When I run dvc status I can see all the stages that "need" to be reproduced, and I would like to reproduce (some of) them with a simple command. Ideally, it would look something like this
$ dvc repro -A -b -i # (-A for all, -i for interactive, -b for batch)
Stage A changed, should it be reproduced? (Y/N) N
OK, not reproducing A.
Stage B changed, should it be reproduced? (Y/N) Y
OK, B will be reproduced.
Stage C changed, should it be reproduced? (Y/N) Y
OK, C will be reproduced.
No more stages, would you like to change your answers? (Y/N) N
OK, Starting to reproduce:
Stage B....
Stage C....
The idea is that I do not want to babysit the computer while it runs through it's steps. I want to be able to reproduce the all the metric files, but I might not want to retrain the model, so that means that I need to have a way of stating upfront which stages need to be processed and which do not.
What priority do you think this is @efiop @shcheklein ? I would guess p3.
@jorgeorpinel Thanks for the heads up! 馃檪
@yfarjoun Thinking about this again, I need to point out, that we don't really know if something has changed in advance. For example you have a.dvc -> b.dvc, and b.dvc has a as a dependency. Then if when a.dvc was reproduced, a didn't change - then b.dvc won't reproduce. And if a did change, then b.dvc would be reproduced. This is not a big problem, as we could simply ask about b.dvc as well, but still, we should keep this in mind.
right, good point. I guess the assumption could be that once a step is reproduced, it's dependents will need to be reproduced, and so the system should ask. if affirmative, but then the results show no reason to reproduce, then that stage should be skipped....
@yfarjoun @efiop can it be done with dvc lock and/or other commands/options like --downstream, etc?
@shcheklein Not sure what you mean.
@efiop I meant that there are options that help you isolating repro scope. I understand that it's probably not the same as being able randomly specify which stage reproduce and which not, but was thinking may it's enough in most cases? @yfarjoun could you provide a real-life example or two, please? Just to better understand how can it be solved.

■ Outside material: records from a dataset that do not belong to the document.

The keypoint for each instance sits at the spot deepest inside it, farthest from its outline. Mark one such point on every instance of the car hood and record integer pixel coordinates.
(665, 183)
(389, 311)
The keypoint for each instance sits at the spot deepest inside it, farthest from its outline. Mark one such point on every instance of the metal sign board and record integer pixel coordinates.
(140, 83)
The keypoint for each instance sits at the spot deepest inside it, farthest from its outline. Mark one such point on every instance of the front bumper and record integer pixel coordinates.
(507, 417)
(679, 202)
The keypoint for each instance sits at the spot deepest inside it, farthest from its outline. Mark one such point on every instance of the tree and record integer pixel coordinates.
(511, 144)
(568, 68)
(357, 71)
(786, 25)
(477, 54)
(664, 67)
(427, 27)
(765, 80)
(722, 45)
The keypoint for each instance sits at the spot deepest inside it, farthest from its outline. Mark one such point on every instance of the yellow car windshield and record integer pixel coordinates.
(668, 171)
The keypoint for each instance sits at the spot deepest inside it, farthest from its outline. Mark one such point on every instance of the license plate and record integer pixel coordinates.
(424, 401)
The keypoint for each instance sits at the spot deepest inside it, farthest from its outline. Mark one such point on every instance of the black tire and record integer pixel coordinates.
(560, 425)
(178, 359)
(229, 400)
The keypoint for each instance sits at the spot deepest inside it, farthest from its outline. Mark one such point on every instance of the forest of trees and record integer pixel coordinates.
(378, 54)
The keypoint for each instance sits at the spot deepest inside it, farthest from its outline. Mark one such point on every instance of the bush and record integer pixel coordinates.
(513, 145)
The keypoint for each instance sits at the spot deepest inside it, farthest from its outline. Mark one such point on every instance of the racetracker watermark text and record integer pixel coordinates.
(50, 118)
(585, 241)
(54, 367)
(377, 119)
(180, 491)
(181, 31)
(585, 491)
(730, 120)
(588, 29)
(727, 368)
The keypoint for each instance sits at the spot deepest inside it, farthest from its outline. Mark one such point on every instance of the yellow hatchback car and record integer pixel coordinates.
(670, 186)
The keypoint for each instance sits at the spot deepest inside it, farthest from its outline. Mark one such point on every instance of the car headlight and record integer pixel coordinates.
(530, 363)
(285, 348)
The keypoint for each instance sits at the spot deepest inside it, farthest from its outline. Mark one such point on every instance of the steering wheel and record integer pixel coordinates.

In theory, I think that it can be done with dvc lock and --downstream, but the problem is that it requires a level of understanding of the pipelines that can only be found after running in dry-mode or something like that. The point is that if I were to run a dvc repro --downstream --dry-run (assuming there is such a thing), look at the resulting list of steps, and dvc lock the ones I do not want reprocessed, then rerun dvc repro --downstream without the --dry-run and then dvc unlock the steps I locked earlier, I'd get more or less what I am looking for, albeit with a lot more manual steps.....